During fault recovery, the leader node of the Raft replication group may change, causing the cached address of the client to be invalid. Therefore, when the client receives a "not leader" reply after sending a request, it will retry all nodes in the replication group. After a successful retry, the new leader node will be identified, and the client will cache the address of the new leader node.
Integration with FUSE Interface
The CubeFS client integrates with FUSE to provide user-space file system interfaces.
Note
Previously, low performance was considered the biggest disadvantage of user-space file systems. However, after years of development, FUSE has made significant improvements in performance. In the future, CubeFS will develop a kernel-space file system client.
Currently, the writeback cache feature of FUSE has not achieved the expected performance improvement.
The default write process of FUSE uses the directIO interface, which causes performance issues when the write length is small because each write request is pushed to the backend storage.
FUSE's solution is the writeback cache, which means that small writes are written to the cache page and returned, and the kernel pushes them to the backend storage based on the flushing policy. In this way, sequential small requests can be aggregated.
However, in actual production, we found that the writeback cache feature is very limited in its effectiveness. The reason is that the write operation that uses the write cache triggers the kernel's balance dirty page process, causing the write operation, which should have a very short response time, to still wait for a long time to return, especially when the write length is small.
Live Upgrade
Online live upgrade,while the old client is still running, the new client will communicate with it to take over the control of all fuse requests.
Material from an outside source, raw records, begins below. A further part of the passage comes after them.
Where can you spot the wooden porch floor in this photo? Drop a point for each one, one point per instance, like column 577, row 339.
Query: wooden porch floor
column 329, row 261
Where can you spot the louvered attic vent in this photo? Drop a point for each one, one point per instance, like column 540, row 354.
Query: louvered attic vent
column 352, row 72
Allows to upgrade fuse client without umounting. The following stes are executed to achieve that:
stop reading more requests from /dev/fuse
save context
Context saves information of inodes/files, which are still in use (open or not evicted) between fuse client and fuse kernel module.
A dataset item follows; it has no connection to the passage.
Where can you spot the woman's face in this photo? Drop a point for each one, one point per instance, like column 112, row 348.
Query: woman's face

save file descriptor of /dev/fuse
Use Unix Domain Socket to transmit fd.
old client exits and new client starts
restore context
New client tries to restore context instead of really mounting fuse.
restore file descriptor of /dev/fuse
New client keep reading pending requests.
Client Warm-up
To improve the read efficiency of the erasure-coded volume, the client can cache the data of the erasure-coded subsystem to the replica subsystem through the warm-up function. The cached content in the replica subsystem will be automatically deleted after the warm-up TTL expires.
Level 1 Cache (Data Cache)
L1Cache is a local data cache service independent of the client, which provides Put/Get/Delete interfaces to cache read/write and eviction operations based on data blocks (Blocks). The overall structure is shown in the following figure.
The L1Cache caching service provides caching services to all clients that have configured Level 1 caching.
The local cached data blocks correspond one-to-one with the remote storage data blocks and are accessed by block indexing (BlockKey). The data block index BlockKey is generated as follows: VolumeName_Inode_hex(FileOffset)
.
Note
The data block index is mapped to the local cache file structure through two modulo calculations, LocalPath / hash(BlockKey)%512 / hash(BlockKey)%256 / BlockKey
.
The L1CacheStoreService uniformly maintains global BlockKeys and periodically evicts them based on LRU.
When the L1Cache service is restarted, it automatically scans the cached data on the disk and rebuilds the cache index information. The addition and exit of the cache directory does not involve data migration. Lost cache data is re-cached, and residual cache data will eventually be evicted by LRU.